By saying that the Hyperloop would use only partially depressurized tubes, he ended speculation that it would achieve a complete vacuum to utterly eliminate air resistance. Such a design, which can attain an efficiency of acceleration now possible only in space craft, was worked out by the Rand Corp. back in the 1970s. As stated in an earlier IEEE Spectrum article, the Rand plan would get a traveler between any pair of major cities in the northern hemisphere within 90 minutes.

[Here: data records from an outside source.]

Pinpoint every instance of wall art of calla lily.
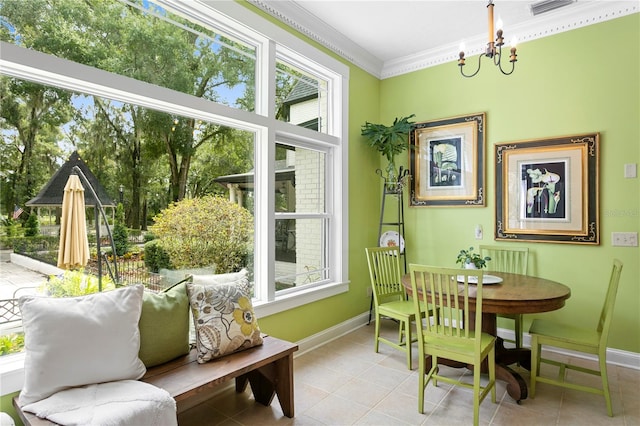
[527,169,561,217]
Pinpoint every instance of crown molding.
[247,0,384,78]
[247,0,640,79]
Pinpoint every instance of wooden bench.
[13,336,298,426]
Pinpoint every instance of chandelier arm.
[460,54,484,78]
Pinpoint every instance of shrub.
[151,195,253,273]
[144,240,173,273]
[38,269,116,297]
[24,213,40,237]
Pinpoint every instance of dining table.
[402,271,571,403]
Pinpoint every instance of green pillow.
[138,277,191,368]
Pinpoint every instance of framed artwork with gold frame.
[409,112,486,207]
[495,133,600,245]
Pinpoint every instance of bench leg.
[236,354,294,418]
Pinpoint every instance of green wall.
[260,14,640,353]
[380,14,640,352]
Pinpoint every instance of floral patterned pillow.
[187,277,262,364]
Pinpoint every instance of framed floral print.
[495,133,600,245]
[409,113,486,207]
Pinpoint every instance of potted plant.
[456,247,491,269]
[362,114,415,183]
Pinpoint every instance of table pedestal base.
[426,313,531,403]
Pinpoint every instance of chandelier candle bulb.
[487,1,493,43]
[509,47,518,62]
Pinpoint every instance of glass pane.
[276,219,328,291]
[0,0,256,111]
[276,61,328,133]
[0,76,255,356]
[275,144,326,213]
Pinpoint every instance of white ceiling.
[248,0,640,78]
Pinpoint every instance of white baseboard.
[498,328,640,370]
[295,312,369,356]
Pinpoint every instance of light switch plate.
[611,232,638,247]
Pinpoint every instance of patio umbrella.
[58,174,89,269]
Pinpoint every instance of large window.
[0,0,348,322]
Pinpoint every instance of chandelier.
[458,0,518,77]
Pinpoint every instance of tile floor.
[178,320,640,426]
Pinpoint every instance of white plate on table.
[458,274,502,285]
[380,231,404,253]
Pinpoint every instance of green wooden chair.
[480,245,529,348]
[365,247,426,370]
[409,264,496,425]
[529,259,622,417]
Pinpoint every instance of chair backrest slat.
[480,245,529,275]
[365,247,405,305]
[598,259,622,348]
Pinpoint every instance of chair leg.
[529,334,540,399]
[598,354,613,417]
[418,349,427,414]
[373,312,380,353]
[403,319,412,370]
[489,346,496,404]
[473,363,480,426]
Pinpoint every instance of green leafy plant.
[0,333,24,355]
[113,203,129,256]
[24,213,40,237]
[361,114,415,180]
[150,195,253,273]
[38,269,116,297]
[144,240,173,273]
[456,247,491,269]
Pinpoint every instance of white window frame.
[0,0,349,395]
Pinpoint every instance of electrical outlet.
[611,232,638,247]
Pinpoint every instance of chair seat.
[529,319,600,350]
[424,332,496,361]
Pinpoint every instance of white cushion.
[19,285,146,405]
[22,380,178,426]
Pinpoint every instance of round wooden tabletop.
[402,271,571,314]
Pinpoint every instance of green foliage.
[2,218,20,238]
[24,213,40,237]
[456,247,491,269]
[361,114,415,163]
[0,333,24,356]
[38,269,116,297]
[144,240,173,273]
[112,203,129,256]
[151,196,253,273]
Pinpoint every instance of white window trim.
[0,0,349,395]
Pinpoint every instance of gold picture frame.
[409,113,486,207]
[495,133,600,245]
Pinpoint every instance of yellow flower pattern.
[233,297,258,336]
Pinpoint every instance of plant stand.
[369,167,409,323]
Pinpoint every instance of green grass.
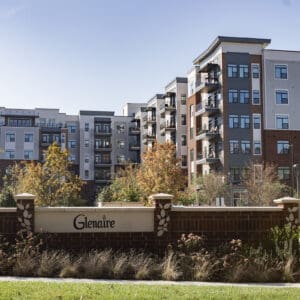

Musk said the Hyperloop would get its motive force from the alternating electromagnetic field of a linear electric motor. That's essentially the coil of a round motor that's been unwound and laid out on a strip; such a coil can recover energy from the car as it decelerates, allowing for a very efficient use of energy overall. To handle the to-and-fro traffic between the cities, Musk told Bloomberg Business Week, the system would have two tubes, one beside the other, like the twin barrels of a shotgun. To avoid land-use problems, the tubes would be elevated and would snake along an existing right-of-way: the I-5 freeway.

So, has Musk identified the next big thing in transportation, or is he just having a little fun with reporters starved for news in mid-August? One encouraging detail is the guy's declared willingness to bear some of the financial risk by creating a prototype for the Hyperloop. "I always invest my own money in companies I create," he said Monday. "I don't believe in the whole thing of just using other people's money."

However, he emphasized that his main priorities were still his two existing startups, Tesla Motors and SpaceX. "If it was my top priority, I could probably get it done  in 1 to 2 years," he said. "But it's going to be pretty far from my top priority."